U.S. retail and food services sales rebounded in May from April amid the pandemic, but they were still under levels seen in May  2019, according to the latest U.S. Census Bureau advance monthly sales numbers. The agency estimated advance monthly sales for May of $485.5 billion, which marked a 17.7 percent jump from April. That's the biggest monthly gain since the census bureau began tracking retail sales in 1992, but still 6.1 percent under May 2019 levels.
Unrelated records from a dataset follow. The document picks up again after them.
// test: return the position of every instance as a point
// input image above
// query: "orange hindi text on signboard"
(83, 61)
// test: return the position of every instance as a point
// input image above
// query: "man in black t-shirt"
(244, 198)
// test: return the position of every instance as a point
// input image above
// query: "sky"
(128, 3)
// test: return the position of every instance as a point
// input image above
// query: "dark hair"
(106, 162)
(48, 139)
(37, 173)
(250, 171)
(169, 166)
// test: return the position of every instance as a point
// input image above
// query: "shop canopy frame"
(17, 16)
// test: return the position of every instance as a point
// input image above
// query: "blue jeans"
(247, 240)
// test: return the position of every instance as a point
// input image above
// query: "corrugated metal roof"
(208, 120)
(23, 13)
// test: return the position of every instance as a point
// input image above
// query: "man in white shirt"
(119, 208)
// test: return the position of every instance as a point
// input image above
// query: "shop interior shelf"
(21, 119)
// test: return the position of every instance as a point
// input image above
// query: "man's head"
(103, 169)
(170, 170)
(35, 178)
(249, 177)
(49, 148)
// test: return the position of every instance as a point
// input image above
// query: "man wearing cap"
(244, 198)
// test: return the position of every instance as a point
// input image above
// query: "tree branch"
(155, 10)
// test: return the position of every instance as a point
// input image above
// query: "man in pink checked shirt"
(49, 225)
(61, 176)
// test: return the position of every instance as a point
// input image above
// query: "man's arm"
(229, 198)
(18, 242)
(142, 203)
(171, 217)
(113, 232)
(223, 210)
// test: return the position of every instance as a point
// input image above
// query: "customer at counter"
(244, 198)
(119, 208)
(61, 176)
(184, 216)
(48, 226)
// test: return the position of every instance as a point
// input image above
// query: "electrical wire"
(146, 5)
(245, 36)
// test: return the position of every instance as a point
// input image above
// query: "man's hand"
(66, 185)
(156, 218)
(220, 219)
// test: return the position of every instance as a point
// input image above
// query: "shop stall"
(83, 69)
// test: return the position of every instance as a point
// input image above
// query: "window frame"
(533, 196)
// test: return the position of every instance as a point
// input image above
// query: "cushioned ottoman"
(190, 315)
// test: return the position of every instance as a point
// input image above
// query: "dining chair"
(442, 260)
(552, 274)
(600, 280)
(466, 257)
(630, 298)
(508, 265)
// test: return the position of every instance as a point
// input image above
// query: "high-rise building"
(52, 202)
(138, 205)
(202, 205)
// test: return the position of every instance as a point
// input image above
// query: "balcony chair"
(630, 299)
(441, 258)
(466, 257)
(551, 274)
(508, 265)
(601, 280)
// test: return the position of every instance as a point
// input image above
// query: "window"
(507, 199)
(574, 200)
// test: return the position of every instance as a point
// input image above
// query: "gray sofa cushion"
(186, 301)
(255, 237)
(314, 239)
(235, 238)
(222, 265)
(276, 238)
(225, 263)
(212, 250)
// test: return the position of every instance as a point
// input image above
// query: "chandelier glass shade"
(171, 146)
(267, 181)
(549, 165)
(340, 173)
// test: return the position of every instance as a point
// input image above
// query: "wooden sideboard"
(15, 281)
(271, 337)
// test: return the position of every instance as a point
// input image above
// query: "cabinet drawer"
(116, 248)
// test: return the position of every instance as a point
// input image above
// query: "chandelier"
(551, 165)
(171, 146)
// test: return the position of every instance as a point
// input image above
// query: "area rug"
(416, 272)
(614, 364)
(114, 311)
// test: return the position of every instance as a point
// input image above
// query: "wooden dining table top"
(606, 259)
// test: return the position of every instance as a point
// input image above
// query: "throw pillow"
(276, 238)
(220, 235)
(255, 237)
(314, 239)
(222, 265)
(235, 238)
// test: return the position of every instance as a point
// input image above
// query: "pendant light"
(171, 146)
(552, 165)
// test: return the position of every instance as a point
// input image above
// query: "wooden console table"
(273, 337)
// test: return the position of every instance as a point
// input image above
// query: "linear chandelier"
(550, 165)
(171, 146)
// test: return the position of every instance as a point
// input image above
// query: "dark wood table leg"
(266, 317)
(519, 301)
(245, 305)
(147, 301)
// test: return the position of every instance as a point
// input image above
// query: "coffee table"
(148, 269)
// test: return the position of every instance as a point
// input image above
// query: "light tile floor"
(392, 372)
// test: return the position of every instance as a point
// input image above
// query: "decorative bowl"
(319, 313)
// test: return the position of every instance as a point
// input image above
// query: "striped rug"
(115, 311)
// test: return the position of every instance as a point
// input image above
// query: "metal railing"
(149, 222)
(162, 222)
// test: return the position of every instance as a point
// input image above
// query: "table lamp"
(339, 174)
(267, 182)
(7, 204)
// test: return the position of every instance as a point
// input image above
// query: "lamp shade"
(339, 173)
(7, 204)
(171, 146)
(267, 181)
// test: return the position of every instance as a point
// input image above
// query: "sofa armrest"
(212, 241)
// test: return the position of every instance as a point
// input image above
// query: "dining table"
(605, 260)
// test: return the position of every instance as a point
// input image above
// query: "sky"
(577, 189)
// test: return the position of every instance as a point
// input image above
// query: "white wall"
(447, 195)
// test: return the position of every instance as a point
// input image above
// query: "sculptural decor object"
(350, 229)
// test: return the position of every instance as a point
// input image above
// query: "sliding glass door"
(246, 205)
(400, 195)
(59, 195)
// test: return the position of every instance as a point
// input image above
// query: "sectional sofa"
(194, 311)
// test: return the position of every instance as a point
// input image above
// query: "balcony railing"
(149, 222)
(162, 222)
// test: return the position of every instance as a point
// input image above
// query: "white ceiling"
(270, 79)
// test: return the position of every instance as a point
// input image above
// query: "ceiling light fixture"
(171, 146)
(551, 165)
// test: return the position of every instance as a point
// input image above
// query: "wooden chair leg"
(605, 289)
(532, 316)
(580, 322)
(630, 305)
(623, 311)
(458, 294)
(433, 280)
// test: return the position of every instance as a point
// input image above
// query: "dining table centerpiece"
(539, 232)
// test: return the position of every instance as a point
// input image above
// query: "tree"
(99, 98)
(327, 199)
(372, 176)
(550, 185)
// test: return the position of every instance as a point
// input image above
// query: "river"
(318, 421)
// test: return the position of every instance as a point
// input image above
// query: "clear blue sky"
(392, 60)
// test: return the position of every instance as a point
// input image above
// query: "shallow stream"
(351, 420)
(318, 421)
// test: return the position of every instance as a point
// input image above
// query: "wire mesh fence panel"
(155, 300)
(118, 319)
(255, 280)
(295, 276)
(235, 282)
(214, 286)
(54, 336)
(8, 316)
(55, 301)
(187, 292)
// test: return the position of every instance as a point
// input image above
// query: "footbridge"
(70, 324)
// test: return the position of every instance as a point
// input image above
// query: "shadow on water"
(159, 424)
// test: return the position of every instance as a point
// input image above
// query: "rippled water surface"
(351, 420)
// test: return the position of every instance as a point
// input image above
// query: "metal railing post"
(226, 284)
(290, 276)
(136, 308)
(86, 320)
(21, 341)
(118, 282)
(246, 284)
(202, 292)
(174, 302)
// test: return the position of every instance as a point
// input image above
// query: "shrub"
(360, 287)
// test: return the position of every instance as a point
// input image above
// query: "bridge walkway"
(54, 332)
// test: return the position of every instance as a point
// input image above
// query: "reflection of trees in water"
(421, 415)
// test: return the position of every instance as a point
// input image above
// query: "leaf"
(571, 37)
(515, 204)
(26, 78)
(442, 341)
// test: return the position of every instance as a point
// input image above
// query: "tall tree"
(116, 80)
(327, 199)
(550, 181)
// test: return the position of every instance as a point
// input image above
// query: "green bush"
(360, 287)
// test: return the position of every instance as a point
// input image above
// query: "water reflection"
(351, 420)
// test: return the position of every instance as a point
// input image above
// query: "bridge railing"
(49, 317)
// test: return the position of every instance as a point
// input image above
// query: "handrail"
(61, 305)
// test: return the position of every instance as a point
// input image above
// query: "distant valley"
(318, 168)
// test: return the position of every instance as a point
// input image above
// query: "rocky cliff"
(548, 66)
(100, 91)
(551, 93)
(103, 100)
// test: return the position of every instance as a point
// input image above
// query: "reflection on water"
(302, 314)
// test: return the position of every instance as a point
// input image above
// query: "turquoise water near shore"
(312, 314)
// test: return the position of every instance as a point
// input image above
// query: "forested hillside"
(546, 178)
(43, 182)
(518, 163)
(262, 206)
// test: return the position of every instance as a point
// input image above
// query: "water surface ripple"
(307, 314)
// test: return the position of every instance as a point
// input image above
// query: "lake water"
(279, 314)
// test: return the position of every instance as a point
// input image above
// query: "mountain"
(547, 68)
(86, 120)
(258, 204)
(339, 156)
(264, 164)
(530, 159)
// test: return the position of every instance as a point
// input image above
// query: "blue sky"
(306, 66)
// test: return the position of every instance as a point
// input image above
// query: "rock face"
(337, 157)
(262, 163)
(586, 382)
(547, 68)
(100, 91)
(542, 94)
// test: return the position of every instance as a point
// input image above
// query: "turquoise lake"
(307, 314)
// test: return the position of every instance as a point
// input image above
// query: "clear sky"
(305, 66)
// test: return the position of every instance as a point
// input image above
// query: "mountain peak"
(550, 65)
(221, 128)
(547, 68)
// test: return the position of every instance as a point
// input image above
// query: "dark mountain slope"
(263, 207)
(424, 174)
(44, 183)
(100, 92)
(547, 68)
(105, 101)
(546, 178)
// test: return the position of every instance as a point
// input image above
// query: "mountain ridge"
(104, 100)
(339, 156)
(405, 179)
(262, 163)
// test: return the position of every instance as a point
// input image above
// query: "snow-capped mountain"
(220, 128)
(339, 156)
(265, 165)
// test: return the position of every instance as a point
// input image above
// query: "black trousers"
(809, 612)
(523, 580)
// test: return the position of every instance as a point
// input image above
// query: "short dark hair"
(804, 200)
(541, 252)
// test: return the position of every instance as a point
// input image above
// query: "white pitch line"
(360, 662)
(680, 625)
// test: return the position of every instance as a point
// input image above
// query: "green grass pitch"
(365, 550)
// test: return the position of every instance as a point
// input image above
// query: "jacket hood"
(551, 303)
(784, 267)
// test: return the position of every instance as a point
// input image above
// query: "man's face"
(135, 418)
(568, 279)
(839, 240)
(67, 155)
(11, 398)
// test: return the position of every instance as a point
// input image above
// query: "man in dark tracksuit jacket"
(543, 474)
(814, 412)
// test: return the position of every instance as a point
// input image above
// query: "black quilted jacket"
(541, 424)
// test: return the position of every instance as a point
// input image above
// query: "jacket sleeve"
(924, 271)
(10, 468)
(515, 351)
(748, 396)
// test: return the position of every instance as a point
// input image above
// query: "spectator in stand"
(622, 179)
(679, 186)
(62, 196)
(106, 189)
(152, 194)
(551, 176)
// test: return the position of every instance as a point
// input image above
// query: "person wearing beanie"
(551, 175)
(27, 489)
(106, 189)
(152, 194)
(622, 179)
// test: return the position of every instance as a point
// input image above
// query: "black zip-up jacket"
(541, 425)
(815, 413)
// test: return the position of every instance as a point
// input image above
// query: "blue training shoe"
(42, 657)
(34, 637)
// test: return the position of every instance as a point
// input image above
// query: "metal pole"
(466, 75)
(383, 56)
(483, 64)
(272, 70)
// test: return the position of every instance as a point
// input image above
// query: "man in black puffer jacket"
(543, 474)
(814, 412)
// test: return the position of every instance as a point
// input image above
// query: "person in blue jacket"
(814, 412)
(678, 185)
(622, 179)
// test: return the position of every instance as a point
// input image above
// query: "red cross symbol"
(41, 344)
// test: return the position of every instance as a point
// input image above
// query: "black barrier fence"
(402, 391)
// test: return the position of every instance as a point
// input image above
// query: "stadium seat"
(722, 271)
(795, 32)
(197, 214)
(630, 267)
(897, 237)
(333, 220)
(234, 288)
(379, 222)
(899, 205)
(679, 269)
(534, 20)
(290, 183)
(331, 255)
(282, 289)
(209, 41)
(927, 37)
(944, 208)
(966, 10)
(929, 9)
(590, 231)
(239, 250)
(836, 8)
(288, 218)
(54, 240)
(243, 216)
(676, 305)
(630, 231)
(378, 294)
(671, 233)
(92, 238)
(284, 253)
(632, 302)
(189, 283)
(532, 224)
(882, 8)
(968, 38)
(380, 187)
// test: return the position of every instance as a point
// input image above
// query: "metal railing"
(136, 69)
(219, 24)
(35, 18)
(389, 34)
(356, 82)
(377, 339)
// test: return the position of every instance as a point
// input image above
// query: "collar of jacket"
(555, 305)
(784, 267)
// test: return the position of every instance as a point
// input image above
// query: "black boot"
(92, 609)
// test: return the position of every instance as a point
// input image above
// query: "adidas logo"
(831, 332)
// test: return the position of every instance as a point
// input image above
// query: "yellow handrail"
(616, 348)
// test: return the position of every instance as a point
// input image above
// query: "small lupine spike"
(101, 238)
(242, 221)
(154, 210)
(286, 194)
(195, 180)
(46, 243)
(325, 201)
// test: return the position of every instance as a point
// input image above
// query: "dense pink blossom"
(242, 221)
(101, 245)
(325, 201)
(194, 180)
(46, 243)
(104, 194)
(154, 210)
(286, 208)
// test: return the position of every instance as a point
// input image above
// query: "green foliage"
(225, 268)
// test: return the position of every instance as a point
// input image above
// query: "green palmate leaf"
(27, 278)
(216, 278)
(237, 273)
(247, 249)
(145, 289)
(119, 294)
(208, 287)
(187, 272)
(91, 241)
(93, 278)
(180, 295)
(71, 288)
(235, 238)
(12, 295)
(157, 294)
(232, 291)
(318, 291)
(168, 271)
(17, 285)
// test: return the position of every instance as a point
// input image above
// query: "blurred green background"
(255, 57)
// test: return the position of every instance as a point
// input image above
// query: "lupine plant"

Retail trade sales increased by an estimated 16.8 percent from April, but were still 1.4 percent below year-ago levels. Nonstore retailers surged by an estimated 30.8 percent from May of last year, as garden equipment and building material and supplies dealers increased by an estimated 16.4 percent from 2019.

 

Additionally, the bureau revised April's big retail-sales drop to a 14.7 percent drop from a previously reported 16.4 percent which the agency attributed to a number of companies operating with limited capacity or completely halting operations amid the coronavirus crisis.

In terms of the pandemic’s impact on the latest figures, the agency wrote on Tuesday: “Due to recent events surrounding COVID-19, many businesses are operating on a limited capacity or have ceased operations completely. The Census Bureau has monitored response and data quality and determined estimates in this release meet publication standards.”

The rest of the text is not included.